De 1868 à 1881, Newman édita lui-même la plupart de ses écrits en 36 volumes uniformes, le catholique converti réfutant par des notes et des préfaces les opinions de l’anglican d’autrefois. Bien que réputé peu favorable à l’ultramontanisme, Newman se rallia en 1870 au dogme de l’infaillibilité. Le 12 mai 1879, Léon XIII le créa cardinal avec exemption du devoir de résidence.
Parmi ses œuvres, qui comprennent aussi des cantiques dont quelques-uns sont devenus universellement populaires partout où l’anglais est parlé, il faut citer : Difficulties of Anglicans (Londres, 1850, 2 vol.); Essay in Aid of the Grammar of Assent (Londres, 1879; dernière édition en 1891); The Via Media of the Anglican Church (Londres, 1877). – Les lettres de Newman ont été publiées par Anne Mozley (Londres, 1891) en deux volumes. »
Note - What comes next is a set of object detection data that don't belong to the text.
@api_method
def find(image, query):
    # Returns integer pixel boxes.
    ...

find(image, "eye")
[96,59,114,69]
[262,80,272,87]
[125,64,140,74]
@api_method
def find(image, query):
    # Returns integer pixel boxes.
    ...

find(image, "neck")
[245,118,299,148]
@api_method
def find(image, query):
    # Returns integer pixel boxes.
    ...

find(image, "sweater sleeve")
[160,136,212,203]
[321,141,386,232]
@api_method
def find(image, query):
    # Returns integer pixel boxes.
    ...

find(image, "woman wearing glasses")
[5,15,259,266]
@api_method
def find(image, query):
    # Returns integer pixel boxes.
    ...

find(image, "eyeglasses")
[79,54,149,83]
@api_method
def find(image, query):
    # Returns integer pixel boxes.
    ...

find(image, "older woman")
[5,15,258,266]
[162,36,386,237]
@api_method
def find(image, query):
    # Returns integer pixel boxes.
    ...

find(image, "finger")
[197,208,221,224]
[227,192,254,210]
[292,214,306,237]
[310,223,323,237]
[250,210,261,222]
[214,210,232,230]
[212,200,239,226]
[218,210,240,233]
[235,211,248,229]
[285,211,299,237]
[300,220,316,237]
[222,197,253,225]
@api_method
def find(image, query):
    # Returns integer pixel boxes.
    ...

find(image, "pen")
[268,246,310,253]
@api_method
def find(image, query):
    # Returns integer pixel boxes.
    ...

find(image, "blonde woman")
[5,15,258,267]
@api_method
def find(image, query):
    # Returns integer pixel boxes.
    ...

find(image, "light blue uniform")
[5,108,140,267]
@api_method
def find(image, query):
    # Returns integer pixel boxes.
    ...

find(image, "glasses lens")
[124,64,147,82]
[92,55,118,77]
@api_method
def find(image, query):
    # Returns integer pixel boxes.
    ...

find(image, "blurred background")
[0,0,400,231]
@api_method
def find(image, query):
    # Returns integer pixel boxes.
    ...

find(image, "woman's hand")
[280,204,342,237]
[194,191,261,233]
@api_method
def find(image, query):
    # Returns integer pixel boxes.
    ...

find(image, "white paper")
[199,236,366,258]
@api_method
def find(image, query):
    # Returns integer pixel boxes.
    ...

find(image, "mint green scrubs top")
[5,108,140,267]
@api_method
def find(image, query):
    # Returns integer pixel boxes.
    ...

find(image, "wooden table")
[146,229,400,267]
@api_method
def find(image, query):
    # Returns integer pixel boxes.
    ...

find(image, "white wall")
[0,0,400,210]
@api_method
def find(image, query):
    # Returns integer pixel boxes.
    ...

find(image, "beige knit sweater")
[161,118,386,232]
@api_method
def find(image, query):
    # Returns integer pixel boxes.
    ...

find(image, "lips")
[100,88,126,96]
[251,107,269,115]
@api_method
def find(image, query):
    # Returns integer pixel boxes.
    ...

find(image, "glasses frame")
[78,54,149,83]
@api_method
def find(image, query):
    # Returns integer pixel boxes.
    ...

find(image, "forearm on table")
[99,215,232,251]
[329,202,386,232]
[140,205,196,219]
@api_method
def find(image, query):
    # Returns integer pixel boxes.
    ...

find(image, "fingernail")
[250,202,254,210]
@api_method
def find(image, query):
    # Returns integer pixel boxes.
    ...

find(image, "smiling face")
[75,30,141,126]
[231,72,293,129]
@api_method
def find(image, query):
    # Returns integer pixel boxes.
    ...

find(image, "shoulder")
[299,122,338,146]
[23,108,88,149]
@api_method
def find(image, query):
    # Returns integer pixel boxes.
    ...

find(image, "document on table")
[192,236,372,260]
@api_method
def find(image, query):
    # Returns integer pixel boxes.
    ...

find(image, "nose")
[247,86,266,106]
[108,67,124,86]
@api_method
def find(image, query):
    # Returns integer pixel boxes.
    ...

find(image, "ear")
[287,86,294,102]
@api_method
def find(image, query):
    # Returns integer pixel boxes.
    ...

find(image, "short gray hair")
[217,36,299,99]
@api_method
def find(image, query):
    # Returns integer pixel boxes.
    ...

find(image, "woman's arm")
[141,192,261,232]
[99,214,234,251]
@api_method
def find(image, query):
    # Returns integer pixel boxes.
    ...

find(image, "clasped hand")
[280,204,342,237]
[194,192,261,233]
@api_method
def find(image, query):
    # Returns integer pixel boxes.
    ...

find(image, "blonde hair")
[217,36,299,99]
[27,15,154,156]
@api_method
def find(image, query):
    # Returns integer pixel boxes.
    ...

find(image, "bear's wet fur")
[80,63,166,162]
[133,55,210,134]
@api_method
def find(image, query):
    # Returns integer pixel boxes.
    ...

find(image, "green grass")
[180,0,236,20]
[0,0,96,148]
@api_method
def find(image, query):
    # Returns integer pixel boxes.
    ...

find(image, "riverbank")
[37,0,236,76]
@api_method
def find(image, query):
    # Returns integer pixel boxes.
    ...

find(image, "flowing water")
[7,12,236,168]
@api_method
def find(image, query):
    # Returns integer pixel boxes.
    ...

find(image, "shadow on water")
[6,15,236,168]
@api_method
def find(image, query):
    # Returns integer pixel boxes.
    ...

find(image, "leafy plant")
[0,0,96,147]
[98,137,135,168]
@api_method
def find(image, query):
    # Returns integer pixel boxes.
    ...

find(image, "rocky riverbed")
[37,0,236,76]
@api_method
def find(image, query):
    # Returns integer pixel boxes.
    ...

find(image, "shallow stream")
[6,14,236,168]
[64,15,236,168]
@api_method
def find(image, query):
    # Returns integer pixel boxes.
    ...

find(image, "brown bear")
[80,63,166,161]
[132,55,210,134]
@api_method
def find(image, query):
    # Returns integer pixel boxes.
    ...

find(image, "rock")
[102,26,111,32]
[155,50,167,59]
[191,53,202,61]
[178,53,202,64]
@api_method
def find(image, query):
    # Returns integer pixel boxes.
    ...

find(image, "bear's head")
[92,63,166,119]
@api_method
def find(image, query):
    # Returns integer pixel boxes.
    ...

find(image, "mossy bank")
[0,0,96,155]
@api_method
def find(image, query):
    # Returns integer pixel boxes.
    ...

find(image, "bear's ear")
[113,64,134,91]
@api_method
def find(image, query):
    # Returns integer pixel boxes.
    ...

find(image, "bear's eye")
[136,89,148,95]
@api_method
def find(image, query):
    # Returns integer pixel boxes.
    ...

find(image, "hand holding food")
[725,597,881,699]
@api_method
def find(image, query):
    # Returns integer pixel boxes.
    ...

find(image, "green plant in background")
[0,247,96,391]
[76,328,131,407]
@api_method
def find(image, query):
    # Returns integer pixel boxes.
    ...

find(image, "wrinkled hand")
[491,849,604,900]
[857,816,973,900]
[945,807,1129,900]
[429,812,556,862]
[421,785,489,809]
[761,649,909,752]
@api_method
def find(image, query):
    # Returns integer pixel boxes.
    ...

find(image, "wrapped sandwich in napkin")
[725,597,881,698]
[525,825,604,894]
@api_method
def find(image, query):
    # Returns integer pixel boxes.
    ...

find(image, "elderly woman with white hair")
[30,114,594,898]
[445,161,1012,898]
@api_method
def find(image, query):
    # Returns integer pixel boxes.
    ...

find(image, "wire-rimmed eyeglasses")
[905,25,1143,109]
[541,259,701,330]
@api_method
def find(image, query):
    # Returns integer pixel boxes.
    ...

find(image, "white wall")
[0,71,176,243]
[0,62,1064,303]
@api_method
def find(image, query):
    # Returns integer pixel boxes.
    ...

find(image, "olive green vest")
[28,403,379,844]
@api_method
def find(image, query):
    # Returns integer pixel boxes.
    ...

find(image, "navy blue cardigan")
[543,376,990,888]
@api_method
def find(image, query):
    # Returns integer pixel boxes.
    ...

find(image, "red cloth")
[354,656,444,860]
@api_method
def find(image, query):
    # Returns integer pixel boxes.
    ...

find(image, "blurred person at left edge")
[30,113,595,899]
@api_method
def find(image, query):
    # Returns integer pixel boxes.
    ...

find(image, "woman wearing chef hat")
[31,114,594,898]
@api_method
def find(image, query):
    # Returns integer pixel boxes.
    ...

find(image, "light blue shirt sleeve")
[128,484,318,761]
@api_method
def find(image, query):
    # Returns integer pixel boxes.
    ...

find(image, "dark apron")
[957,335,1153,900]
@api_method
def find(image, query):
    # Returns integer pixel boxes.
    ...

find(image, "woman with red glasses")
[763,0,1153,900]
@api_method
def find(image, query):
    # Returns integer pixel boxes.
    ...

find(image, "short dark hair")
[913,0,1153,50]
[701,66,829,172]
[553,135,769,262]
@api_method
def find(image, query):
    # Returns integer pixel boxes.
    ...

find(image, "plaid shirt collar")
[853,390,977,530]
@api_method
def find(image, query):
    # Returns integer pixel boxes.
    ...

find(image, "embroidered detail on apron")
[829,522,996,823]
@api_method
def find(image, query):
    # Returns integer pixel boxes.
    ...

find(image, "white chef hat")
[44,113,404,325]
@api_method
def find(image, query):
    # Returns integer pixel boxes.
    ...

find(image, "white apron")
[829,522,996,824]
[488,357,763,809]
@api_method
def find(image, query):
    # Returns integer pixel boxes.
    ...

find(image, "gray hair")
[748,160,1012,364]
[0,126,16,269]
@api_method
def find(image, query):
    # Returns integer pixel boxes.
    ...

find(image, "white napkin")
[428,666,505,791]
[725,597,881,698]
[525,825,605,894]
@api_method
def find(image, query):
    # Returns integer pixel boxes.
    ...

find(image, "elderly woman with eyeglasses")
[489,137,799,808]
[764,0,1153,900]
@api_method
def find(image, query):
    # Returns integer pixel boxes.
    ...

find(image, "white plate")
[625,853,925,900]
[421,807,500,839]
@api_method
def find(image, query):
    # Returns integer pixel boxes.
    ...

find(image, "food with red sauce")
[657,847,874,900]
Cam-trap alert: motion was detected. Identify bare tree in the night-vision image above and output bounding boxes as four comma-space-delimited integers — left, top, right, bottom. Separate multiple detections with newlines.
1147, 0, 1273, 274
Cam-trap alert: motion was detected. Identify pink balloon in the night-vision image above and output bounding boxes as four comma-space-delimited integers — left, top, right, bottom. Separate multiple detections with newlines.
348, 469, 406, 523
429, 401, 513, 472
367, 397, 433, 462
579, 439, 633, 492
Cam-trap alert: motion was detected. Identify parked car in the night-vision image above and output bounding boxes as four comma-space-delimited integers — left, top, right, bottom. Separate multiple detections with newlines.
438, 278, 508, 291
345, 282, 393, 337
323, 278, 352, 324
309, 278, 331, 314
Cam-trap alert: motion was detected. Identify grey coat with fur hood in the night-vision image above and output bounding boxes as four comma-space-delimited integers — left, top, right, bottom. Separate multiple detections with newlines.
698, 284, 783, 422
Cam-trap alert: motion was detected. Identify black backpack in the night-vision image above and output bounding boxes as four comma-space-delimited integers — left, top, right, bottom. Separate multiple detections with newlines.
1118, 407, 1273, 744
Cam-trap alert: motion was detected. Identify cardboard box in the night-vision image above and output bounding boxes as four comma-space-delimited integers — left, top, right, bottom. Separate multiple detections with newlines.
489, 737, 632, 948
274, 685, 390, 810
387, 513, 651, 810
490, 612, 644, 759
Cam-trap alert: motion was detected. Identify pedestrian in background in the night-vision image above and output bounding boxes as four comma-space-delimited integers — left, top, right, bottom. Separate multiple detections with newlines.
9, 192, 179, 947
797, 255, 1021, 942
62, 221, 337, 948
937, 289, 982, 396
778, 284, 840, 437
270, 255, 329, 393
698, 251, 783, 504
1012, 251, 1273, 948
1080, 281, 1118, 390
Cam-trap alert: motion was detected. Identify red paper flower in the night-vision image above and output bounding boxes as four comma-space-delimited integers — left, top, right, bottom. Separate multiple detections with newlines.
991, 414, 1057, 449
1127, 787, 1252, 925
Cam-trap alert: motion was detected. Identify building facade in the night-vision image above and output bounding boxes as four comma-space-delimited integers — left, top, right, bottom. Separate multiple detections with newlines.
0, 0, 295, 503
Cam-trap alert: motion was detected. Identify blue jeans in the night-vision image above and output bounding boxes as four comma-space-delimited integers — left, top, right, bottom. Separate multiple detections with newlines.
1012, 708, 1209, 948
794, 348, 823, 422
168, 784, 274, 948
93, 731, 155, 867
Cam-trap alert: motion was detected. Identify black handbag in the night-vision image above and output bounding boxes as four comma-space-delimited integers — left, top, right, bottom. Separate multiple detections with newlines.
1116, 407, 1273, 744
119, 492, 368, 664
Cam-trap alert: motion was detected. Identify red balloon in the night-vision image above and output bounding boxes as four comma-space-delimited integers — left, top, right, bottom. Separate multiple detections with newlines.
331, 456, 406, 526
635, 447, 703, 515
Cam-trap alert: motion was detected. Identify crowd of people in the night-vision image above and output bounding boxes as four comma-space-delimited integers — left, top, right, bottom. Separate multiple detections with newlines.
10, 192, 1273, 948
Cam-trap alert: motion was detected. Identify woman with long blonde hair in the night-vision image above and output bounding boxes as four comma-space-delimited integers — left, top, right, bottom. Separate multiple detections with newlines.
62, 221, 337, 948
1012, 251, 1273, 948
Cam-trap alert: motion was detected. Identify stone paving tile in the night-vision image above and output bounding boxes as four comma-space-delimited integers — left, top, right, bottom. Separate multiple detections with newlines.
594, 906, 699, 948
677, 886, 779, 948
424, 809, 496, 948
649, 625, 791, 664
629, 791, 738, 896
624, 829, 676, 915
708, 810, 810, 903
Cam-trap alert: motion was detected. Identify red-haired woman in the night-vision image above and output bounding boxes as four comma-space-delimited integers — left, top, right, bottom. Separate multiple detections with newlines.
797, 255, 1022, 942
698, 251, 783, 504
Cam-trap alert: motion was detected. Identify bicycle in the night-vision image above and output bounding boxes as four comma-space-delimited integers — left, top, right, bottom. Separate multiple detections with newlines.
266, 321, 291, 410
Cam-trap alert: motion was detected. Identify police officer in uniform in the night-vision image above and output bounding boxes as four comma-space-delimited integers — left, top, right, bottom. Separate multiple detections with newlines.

La grande encyclopédie: inventaire raisonné des sciences, des lettres et des arts. Tome vingt-quatrième (Moissonneuse-Nord). Réalisée par une société de savants et de gens de lettres sous la direction de MM. Berthelot, Hartwig Derenbourg, F.-Camille Dreyfus... [et al.]. Réimpression non datée de l'édition de 1885-1902. Paris, Société anonyme de "La grande encyclopédie", [191-?], p. 1013-1014.